Although figuring out how your customers think and how they will react to your digital marketing efforts can seem like a daunting task, many human behaviours are reasonably consistent and can often be reliably predicted. Understanding a little about the following psychological principles can help catch your customers’ attention, draw them to your website, and convince them to purchase or otherwise interact with your brand.

  1. Social Proof

    People often look to the behaviours of others to decide on the best response in a situation, particularly when they are unsure of what they should do.

    Assure customers that downloading, or purchasing from you is the right decision by showing them proof that others have done the same, with good results:

    • Provide testimonials and case studies on your website.
    • Add social media plugins to show visitors which of their friends follow you on Twitter or like your products on Facebook.
    • Encourage satisfied customers to rate and review you on referral sites like Yelp and Google Places.
  2. Authority

    People inherently trust figures of authority, which is why celebrity and expert endorsements are often used to promote products.

    If your small business can’t afford to hire a celebrity spokesperson, here are some other ways you can use the power of authority to help customers trust your brand:

    • Publicize favourable reviews you’ve earned from authoritative magazines or blogs in your field. Post a link to the article on your website and promote it over social media.
    • Experts are considered more authoritative than celebrities for many products, especially if they are technical or scientific in nature. Consider having a product expert or well-respected professional in your target market endorse your brand.
    • If a client of yours is a big player in their field, see if they’re willing to refer you to others and even provide a testimonial for your website.
  3. Reciprocity

    Call it karma, or scratching each other’s backs, but people are more likely to do something nice for you if you do something nice for them first, especially if there are no strings attached.

    Provide potential customers with some of the following freebies, asking only that they sign up for your mailing list in return:

    • Write blog posts, articles, and guides that they can read without obligation.
    • Offer ebooks, whitepapers, and case studies for download on your website.
    • Host webinars, and post them online for anyone who’s missed them.
    • Provide free samples or trials of your product so customers can test it out.
  4. Commitment

    If a customer publicly endorses your company or product, they feel a sense of commitment to your brand. They are then more likely to stay involved with your company via your website and over social media, and to purchase from you in the future.

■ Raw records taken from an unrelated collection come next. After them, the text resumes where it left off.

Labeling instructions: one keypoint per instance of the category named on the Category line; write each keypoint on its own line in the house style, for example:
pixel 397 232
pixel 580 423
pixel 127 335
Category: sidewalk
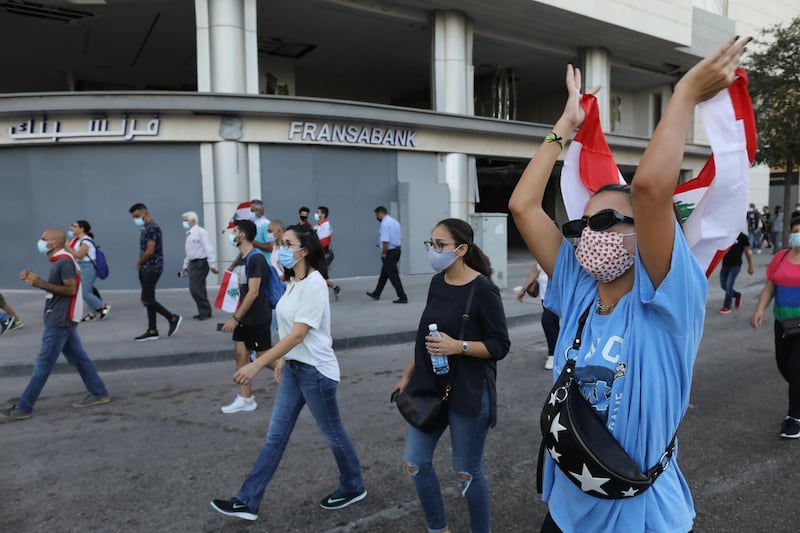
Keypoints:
pixel 356 321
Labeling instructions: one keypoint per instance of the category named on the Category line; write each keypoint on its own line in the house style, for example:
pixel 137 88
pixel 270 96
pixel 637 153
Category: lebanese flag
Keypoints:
pixel 228 295
pixel 713 205
pixel 242 213
pixel 75 309
pixel 588 164
pixel 711 209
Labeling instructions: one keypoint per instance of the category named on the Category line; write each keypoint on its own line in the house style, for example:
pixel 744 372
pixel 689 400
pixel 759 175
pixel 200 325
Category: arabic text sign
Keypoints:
pixel 96 129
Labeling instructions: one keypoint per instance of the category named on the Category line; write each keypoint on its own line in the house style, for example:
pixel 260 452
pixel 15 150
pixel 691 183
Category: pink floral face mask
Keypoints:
pixel 602 254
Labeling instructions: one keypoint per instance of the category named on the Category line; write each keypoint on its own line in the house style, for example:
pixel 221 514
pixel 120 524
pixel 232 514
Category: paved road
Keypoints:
pixel 151 460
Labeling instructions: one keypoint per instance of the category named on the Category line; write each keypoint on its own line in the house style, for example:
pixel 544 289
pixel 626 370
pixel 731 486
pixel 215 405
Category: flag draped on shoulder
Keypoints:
pixel 75 310
pixel 242 213
pixel 712 205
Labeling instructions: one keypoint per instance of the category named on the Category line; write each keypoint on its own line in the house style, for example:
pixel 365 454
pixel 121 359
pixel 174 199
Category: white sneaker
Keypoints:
pixel 240 404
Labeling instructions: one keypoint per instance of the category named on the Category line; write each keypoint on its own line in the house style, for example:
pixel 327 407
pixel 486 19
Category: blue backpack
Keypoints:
pixel 100 264
pixel 274 286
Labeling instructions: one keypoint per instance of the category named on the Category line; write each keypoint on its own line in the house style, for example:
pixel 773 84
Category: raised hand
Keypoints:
pixel 573 111
pixel 715 72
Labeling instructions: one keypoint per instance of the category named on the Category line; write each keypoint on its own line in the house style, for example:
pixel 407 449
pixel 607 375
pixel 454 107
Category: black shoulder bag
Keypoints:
pixel 420 403
pixel 581 445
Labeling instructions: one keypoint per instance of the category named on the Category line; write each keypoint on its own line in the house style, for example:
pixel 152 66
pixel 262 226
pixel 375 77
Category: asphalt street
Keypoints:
pixel 151 460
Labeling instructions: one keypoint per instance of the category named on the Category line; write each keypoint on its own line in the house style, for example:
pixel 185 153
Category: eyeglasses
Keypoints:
pixel 438 246
pixel 600 221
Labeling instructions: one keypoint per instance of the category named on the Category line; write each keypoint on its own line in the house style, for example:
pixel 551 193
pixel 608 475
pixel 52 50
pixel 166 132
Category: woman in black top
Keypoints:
pixel 471 409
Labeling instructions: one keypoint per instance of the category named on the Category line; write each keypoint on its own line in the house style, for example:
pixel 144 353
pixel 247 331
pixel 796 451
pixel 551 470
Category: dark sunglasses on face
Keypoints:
pixel 600 221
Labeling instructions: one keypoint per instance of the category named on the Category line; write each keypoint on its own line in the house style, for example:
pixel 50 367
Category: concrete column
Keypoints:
pixel 597 71
pixel 227 62
pixel 453 89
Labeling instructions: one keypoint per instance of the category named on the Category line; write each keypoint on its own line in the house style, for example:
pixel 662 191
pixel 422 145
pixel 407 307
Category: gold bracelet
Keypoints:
pixel 553 137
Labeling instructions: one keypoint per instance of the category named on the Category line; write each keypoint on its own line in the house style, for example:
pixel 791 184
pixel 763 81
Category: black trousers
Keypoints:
pixel 787 355
pixel 198 272
pixel 389 272
pixel 148 282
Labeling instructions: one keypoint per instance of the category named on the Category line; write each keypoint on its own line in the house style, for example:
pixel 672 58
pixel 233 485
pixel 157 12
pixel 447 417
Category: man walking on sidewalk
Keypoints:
pixel 200 254
pixel 150 265
pixel 62 311
pixel 731 265
pixel 389 243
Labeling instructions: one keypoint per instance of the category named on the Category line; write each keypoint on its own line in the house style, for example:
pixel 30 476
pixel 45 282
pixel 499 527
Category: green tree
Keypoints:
pixel 773 69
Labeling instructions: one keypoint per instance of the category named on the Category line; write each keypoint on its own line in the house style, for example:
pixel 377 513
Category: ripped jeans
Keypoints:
pixel 467 436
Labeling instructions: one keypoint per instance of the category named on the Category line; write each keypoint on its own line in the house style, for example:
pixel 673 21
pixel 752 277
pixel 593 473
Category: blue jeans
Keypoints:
pixel 467 437
pixel 88 277
pixel 301 384
pixel 54 342
pixel 727 277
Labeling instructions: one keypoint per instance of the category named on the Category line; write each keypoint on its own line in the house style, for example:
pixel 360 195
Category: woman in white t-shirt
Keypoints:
pixel 82 247
pixel 307 371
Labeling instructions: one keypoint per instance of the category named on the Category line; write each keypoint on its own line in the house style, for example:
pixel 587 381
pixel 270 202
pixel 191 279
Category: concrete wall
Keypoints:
pixel 44 187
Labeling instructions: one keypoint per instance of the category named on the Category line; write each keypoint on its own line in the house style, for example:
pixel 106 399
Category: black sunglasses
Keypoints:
pixel 600 221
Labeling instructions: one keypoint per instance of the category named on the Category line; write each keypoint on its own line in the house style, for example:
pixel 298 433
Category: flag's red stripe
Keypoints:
pixel 597 166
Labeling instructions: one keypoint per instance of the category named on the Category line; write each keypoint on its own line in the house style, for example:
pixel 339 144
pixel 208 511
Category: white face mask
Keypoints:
pixel 603 255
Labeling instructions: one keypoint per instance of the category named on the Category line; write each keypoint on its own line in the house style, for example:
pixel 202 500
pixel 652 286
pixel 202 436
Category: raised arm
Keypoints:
pixel 655 179
pixel 541 235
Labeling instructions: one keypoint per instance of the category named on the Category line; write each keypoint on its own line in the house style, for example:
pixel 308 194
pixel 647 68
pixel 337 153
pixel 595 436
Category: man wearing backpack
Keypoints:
pixel 250 323
pixel 62 310
pixel 200 254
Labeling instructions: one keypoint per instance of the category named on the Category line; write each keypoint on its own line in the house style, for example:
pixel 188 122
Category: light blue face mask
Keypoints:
pixel 441 260
pixel 286 257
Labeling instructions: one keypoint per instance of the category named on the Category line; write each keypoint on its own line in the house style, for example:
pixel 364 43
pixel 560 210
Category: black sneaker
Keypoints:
pixel 339 500
pixel 234 507
pixel 790 428
pixel 12 413
pixel 174 325
pixel 148 336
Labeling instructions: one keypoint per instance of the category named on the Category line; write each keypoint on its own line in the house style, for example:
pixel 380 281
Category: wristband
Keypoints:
pixel 553 137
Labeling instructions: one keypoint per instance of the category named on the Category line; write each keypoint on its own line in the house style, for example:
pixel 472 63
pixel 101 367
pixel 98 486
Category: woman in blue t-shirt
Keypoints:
pixel 643 295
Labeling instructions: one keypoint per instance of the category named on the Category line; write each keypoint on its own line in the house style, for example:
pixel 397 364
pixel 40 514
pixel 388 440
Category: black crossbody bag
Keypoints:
pixel 581 445
pixel 420 403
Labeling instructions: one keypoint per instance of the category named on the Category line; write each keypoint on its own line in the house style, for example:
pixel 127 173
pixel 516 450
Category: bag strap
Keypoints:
pixel 465 316
pixel 451 376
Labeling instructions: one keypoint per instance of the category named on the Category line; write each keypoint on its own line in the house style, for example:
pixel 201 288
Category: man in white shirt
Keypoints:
pixel 199 256
pixel 389 243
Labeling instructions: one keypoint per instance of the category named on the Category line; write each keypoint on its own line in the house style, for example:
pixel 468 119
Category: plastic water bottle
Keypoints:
pixel 439 362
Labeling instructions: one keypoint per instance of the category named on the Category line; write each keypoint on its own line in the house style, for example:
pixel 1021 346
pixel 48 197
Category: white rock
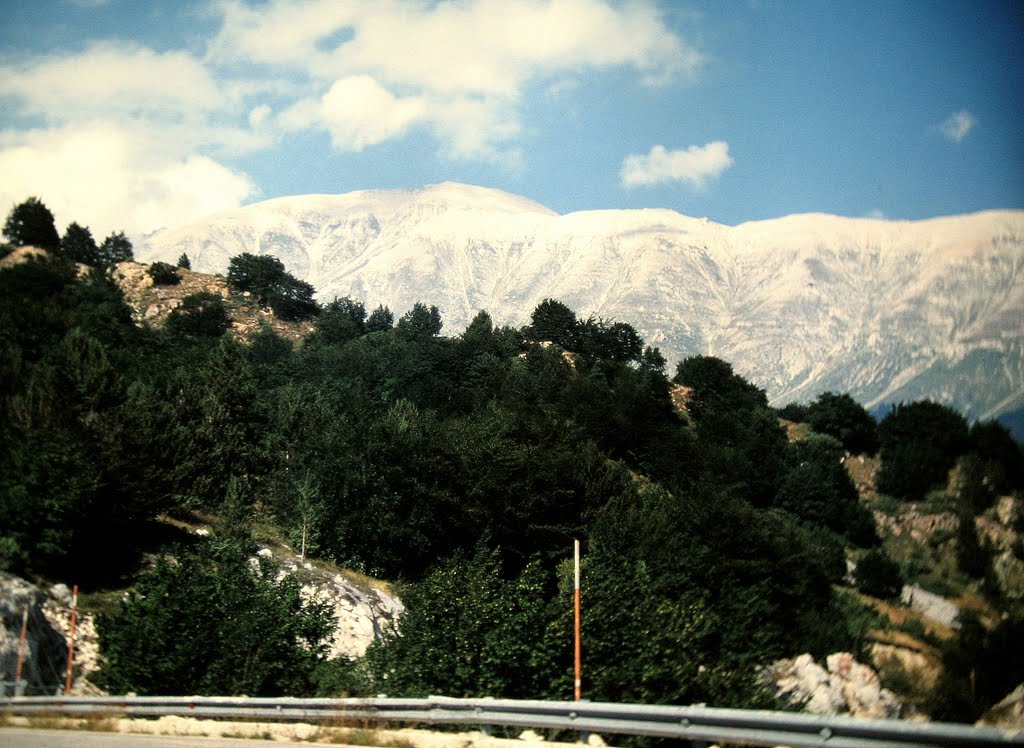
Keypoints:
pixel 931 606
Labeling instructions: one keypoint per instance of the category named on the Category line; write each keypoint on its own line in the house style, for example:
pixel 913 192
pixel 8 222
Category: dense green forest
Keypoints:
pixel 461 467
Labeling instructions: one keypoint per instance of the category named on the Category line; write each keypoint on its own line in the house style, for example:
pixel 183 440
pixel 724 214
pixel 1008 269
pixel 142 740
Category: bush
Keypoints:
pixel 204 621
pixel 879 576
pixel 841 416
pixel 164 275
pixel 920 443
pixel 201 315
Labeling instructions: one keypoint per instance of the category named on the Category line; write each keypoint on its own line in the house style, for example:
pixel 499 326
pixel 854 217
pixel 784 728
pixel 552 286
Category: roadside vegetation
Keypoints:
pixel 461 467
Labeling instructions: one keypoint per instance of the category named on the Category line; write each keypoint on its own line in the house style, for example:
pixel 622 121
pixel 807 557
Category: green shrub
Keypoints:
pixel 164 275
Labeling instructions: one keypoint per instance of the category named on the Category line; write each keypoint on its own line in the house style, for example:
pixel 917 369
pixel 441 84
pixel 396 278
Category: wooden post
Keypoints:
pixel 578 690
pixel 20 648
pixel 71 639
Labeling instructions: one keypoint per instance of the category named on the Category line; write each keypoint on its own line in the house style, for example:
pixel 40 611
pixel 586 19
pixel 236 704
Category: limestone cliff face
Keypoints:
pixel 364 610
pixel 842 687
pixel 152 304
pixel 45 656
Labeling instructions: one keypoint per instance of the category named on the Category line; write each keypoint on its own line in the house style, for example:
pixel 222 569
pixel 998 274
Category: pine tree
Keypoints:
pixel 116 248
pixel 79 246
pixel 32 223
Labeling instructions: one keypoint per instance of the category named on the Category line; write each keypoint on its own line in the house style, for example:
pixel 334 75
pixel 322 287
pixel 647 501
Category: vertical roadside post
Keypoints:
pixel 71 639
pixel 576 604
pixel 18 691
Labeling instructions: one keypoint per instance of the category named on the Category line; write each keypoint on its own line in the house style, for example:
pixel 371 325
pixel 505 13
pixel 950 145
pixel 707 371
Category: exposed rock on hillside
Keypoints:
pixel 45 661
pixel 363 609
pixel 886 310
pixel 931 606
pixel 152 303
pixel 846 687
pixel 996 528
pixel 919 525
pixel 1008 714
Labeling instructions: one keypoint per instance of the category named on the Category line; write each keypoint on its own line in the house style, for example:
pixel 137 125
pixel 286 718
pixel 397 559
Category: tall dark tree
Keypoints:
pixel 32 223
pixel 420 323
pixel 920 444
pixel 79 246
pixel 116 248
pixel 258 275
pixel 553 321
pixel 202 315
pixel 380 320
pixel 1003 457
pixel 293 299
pixel 341 321
pixel 207 621
pixel 841 416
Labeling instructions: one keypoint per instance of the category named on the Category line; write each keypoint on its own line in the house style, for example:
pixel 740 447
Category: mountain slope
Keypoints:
pixel 887 310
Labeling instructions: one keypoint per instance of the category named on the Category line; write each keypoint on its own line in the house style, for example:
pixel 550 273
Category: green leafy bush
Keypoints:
pixel 164 275
pixel 207 621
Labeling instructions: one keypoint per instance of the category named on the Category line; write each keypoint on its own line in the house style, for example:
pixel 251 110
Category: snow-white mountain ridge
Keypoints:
pixel 888 310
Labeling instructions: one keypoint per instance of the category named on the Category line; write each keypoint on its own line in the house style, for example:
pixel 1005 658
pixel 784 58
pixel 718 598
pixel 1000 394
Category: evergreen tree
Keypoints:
pixel 380 320
pixel 205 621
pixel 420 323
pixel 341 321
pixel 467 632
pixel 79 246
pixel 32 223
pixel 844 418
pixel 553 321
pixel 116 248
pixel 164 275
pixel 920 444
pixel 201 314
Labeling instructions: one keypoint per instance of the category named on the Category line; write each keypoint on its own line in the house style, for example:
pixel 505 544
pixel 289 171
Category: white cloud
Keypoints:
pixel 958 125
pixel 357 112
pixel 112 79
pixel 695 165
pixel 439 61
pixel 114 177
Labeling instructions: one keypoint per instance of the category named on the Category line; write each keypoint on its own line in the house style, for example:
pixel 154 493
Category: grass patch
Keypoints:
pixel 98 723
pixel 887 505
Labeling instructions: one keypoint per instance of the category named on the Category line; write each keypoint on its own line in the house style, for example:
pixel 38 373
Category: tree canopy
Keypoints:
pixel 32 223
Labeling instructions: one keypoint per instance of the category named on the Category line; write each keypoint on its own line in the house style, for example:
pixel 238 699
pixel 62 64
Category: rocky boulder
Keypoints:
pixel 364 609
pixel 844 687
pixel 931 606
pixel 45 658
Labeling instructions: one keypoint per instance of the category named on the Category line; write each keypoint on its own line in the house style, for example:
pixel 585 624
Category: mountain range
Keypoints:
pixel 888 310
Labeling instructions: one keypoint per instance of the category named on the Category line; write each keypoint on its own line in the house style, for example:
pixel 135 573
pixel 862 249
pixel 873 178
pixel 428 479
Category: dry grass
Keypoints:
pixel 898 616
pixel 97 723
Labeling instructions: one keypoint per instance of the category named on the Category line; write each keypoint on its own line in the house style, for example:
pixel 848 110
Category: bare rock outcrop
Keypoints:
pixel 1008 714
pixel 844 687
pixel 363 610
pixel 931 606
pixel 920 526
pixel 45 656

    Here are some ways to help your customers commit to you:

    • Encourage them to like and follow you over social media, including Twitter, Facebook, LinkedIn, Google +, Pinterest, and Instagram.
    • Ask them to provide testimonials on your website.
    • Request that they review your company and products on referral sites or on sales sites where your products are available, such as Amazon.com.
  5. Loss Aversion

    Studies have shown that the desire to avoid loss is up to twice as strong as the urge to acquire gain. Frame non-conversion as a loss to persuade people to follow through:

    • Limit your offer to a certain time period (“limited time only”), number of transactions (“while supplies last”), or customer group (“exclusive offer”) to make consumers aware that they could miss out.
    • Highlight the losses of non-conversion, such as lost money, lost time, lost opportunity, or lost knowledge that customers would have saved by buying your product, reading your whitepaper, or attending your event.
  6. Anchoring

    During decision making, people make subsequent judgments based on the first piece of information they receive. Once the ‘anchor’ is set, they will reference it when evaluating each following piece of information. Some ways to use anchoring to encourage conversion include:

    • When running a sale, post the original prices next to the sale prices, so that people know how much they’ll save on the purchase.
    • Include a high-end, VIP option in your pricing structure. Even if no customers ever purchase it, your less expensive options will look more affordable by comparison.
    • Point out the high costs (in money, time, effort, or commitment) of alternative options to highlight the value of your offerings.

Implement these psychological strategies on your website to improve downloads, registrations, and sales. These principles are fairly universal, and can take some of the guesswork out of figuring out how your customers think. By better understanding the way your customers behave, you can tailor your website and offerings to appeal to them and convince them to convert.